The schools are off, more or less, although as with England not every school keeps to the same dates for holidays and parents have to cover the gap. All over the country, on all major public buildings, you can find a Menorah spreading a message of freedom and the defeat of enemies which resonates with the Israelis. It is not difficult to reset the defeat of the Hellenistic Syrians by the numerically inferior Maccabees into a modern context.

All Jewish festivals are a challenge to the waistline, but Chanukah particularly so! I can clearly remember as a child grating potatoes so that my Bobba (grandmother) could make latkes. I actually read somewhere the other day a theory that doughnuts were a popular meal in the time of the Maccabees but this really beggars belief!

And yet the story of Chanukah has a worldwide significance that goes far beyond Judaism. We all know how the Maccabees defeated their enemies who were numerically and militarily much stronger. We all know the story of the one day supply of oil that miraculously lasted for eight days. What we fail to consider is the important position that Chanukah holds in the history of Christianity and Islam, as well as Judaism.

If the Maccabees had not been victorious, then Judaism might well have disappeared. There was virtually no Jewish Diaspora in those days and the extinction of the Jewish community in the land of Israel would have been final. Christianity could not have developed as an offshoot of Judaism, nor would Islam have come into being. The world would be very different, a Hellenistic and possibly idolatrous society. Quite a lot to come from a little cruse of oil!

View from Netanya

Israel today is a sober sad and angry place. The conflict between Israelis and Arabs, Jews and Palestinians, appears to be escalating and becoming uglier every day. The attack on the synagogue in Har Nof plumbs new depths of savagery.

Political commentators are attempting to ascribe this latest round of attacks to Muslim reactions to Jews visiting the Temple Mount. There are no leaders in the Arab world who admit Jewish rights to this holiest of places, and no one in the Western world is prepared to stand up and state Israel’s position. The Temple Mount was Jewish one and a half millennia before Islam began.

The position has not been helped by the rabbinical ruling telling Jews that they could not go there in case they accidentally strayed into an area that required a state of ritual purity. In 1967, with the consent of the rabbinate, Moshe Dayan handed the Temple Mount back to the Waqf, the Muslim religious Council, without attempting to establish Jewish rights of access.
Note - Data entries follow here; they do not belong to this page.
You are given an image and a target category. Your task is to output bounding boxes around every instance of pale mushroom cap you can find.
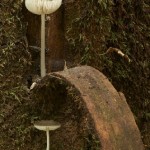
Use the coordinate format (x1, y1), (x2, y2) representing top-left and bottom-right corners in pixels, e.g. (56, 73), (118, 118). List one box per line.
(25, 0), (62, 15)
(34, 120), (61, 131)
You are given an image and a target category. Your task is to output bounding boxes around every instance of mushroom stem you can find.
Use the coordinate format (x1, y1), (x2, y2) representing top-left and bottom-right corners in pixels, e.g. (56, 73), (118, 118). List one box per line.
(46, 130), (50, 150)
(41, 14), (46, 77)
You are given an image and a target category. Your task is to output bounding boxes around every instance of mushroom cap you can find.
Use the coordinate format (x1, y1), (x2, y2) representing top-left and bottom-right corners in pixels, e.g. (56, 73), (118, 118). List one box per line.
(34, 120), (61, 131)
(25, 0), (62, 15)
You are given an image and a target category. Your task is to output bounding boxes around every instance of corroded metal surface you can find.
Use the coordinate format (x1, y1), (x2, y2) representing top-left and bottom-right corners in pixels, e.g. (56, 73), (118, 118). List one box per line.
(49, 66), (144, 150)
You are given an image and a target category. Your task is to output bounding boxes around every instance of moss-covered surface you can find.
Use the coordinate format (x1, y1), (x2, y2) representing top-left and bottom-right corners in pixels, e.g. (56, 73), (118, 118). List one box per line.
(65, 0), (150, 149)
(0, 0), (150, 150)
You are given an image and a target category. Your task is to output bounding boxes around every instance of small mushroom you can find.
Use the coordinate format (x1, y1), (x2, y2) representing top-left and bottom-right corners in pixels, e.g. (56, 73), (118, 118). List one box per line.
(25, 0), (62, 77)
(34, 120), (61, 150)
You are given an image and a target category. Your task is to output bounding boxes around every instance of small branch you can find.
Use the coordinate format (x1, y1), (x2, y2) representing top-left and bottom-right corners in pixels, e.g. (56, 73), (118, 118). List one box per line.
(101, 47), (131, 63)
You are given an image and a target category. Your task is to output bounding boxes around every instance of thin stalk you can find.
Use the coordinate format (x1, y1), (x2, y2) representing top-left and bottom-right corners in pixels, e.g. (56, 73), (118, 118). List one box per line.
(46, 130), (50, 150)
(41, 14), (46, 77)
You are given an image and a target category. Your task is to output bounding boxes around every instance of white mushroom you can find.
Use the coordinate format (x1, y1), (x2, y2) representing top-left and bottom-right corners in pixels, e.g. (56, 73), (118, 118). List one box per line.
(34, 120), (61, 150)
(25, 0), (62, 77)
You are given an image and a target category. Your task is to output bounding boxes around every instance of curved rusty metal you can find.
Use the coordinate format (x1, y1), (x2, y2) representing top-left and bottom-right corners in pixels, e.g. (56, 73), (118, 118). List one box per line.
(49, 66), (144, 150)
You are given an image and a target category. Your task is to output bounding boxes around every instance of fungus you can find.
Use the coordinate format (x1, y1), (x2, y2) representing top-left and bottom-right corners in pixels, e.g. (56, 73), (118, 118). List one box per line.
(25, 0), (62, 77)
(34, 120), (61, 150)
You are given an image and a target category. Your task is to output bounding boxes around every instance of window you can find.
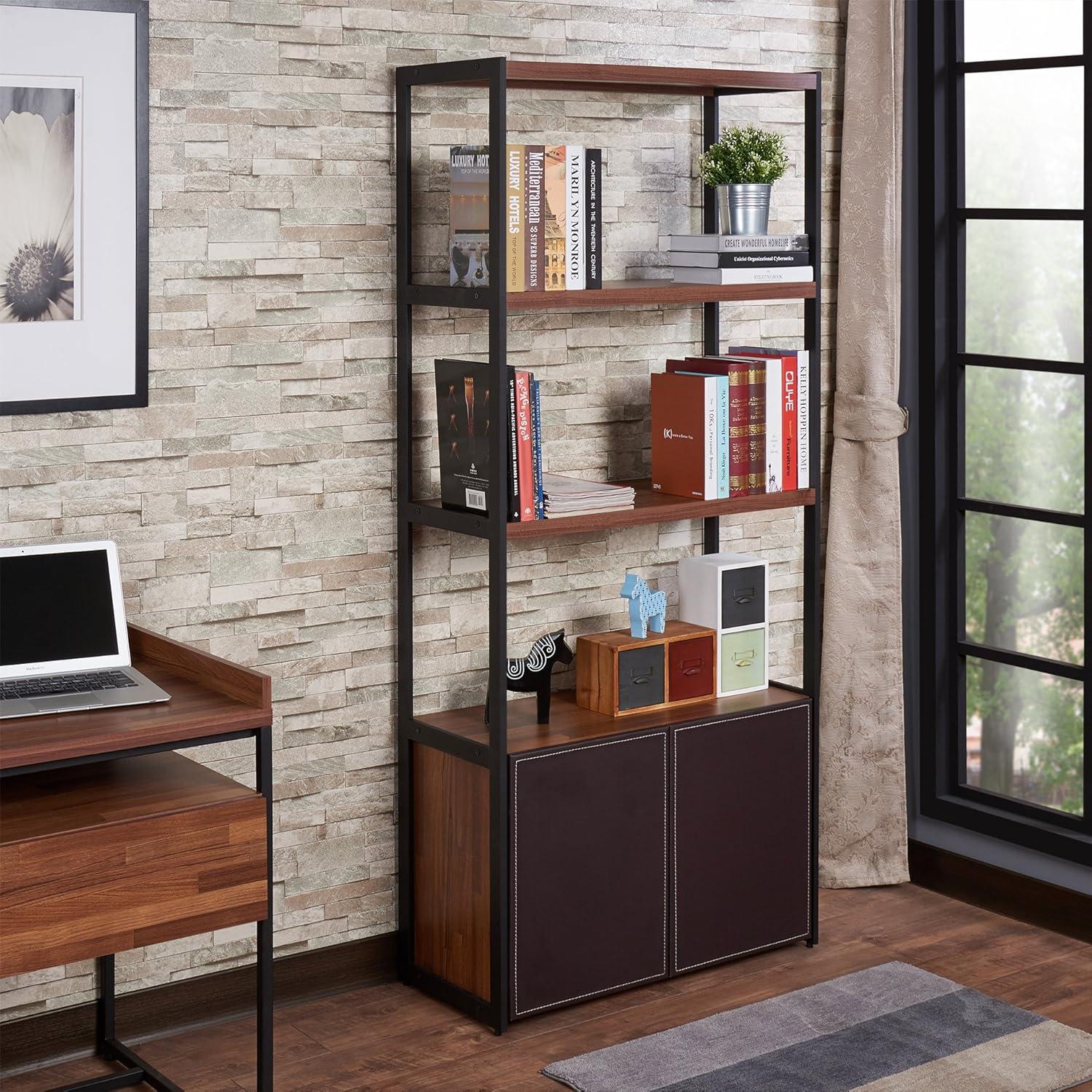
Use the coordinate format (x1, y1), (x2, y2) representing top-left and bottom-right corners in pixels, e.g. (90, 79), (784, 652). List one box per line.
(908, 0), (1092, 860)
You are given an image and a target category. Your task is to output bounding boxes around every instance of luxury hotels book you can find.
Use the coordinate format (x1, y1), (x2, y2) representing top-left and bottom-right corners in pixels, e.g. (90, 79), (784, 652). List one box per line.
(450, 144), (603, 292)
(448, 144), (489, 288)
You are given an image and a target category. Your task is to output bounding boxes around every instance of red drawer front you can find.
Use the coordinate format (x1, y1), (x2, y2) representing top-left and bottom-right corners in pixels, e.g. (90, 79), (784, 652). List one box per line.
(668, 637), (716, 701)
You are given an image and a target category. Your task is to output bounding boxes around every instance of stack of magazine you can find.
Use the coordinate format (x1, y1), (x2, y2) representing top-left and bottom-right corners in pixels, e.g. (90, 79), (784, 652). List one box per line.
(668, 235), (815, 284)
(449, 144), (603, 292)
(543, 474), (635, 520)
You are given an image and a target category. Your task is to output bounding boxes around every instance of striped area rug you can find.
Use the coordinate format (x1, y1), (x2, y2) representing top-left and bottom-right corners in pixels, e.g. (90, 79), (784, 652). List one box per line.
(543, 963), (1092, 1092)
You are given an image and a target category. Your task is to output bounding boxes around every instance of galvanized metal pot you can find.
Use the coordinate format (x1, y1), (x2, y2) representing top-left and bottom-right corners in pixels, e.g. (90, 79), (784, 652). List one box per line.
(716, 183), (773, 235)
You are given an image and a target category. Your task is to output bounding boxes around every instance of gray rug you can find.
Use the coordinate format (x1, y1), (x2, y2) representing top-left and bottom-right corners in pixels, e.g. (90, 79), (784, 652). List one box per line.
(543, 963), (1092, 1092)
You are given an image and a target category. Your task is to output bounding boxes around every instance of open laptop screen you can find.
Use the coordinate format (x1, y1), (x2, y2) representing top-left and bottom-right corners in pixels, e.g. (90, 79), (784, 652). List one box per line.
(0, 547), (118, 675)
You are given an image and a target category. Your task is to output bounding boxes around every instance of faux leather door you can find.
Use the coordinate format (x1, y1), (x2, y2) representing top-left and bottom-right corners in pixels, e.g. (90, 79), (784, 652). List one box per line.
(510, 732), (668, 1019)
(672, 703), (812, 973)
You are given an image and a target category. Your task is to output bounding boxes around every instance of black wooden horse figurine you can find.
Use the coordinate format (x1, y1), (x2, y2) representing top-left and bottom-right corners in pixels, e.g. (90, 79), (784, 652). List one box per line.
(485, 629), (572, 724)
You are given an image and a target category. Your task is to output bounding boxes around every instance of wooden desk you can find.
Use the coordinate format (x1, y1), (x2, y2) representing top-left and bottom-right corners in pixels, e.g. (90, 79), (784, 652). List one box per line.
(0, 625), (273, 1092)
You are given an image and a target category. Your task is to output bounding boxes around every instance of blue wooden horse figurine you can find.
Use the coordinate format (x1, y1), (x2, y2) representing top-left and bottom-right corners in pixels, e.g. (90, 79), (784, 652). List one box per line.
(618, 572), (668, 641)
(485, 629), (572, 724)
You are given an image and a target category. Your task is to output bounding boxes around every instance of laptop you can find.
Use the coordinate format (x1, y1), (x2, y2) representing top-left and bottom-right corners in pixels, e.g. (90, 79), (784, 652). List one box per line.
(0, 542), (170, 719)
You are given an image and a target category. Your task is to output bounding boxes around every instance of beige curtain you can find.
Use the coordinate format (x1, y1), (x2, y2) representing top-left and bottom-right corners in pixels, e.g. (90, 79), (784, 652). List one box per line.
(819, 0), (910, 887)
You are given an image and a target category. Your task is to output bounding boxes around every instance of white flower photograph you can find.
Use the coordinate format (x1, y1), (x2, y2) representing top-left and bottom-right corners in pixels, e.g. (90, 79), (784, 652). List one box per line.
(0, 76), (82, 323)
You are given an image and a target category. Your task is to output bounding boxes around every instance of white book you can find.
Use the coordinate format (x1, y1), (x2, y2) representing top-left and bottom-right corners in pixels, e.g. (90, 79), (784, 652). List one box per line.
(766, 358), (784, 493)
(705, 376), (720, 500)
(565, 144), (587, 292)
(796, 349), (812, 489)
(661, 234), (808, 253)
(672, 266), (815, 284)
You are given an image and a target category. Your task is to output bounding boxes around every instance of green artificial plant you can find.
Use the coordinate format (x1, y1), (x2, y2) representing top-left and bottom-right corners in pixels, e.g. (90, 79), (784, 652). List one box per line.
(698, 126), (788, 186)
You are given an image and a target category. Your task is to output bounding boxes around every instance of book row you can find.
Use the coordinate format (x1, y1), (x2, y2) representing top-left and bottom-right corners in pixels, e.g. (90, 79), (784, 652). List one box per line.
(449, 144), (603, 292)
(436, 360), (546, 521)
(652, 347), (810, 500)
President Abbas, after two phone calls from John Kerry, issued a condemnation of yesterday’s murders while his followers rejoiced. The idea that this was a spontaneous attack is somewhat diminished by the fact that pictures of the two attackers appeared very rapidly at the mob celebrations.

The Israeli public is nervous, enraged, and exasperated. Despite assurances from the Prime Minister the government does not seem to be in control of the situation and the world community yet again refrained from telling the Arabs that if they want a state they have to show that they are capable of controlling extremists.

At the same time recent events have led some Israeli commentators to claim that there is no possibility of compromise with the Palestinians, that Arab democracy is a pipe dream (Abbas is now in the tenth year of his four-year term as president), and that the only way forward is to put guards on everything and fight the Palestinians.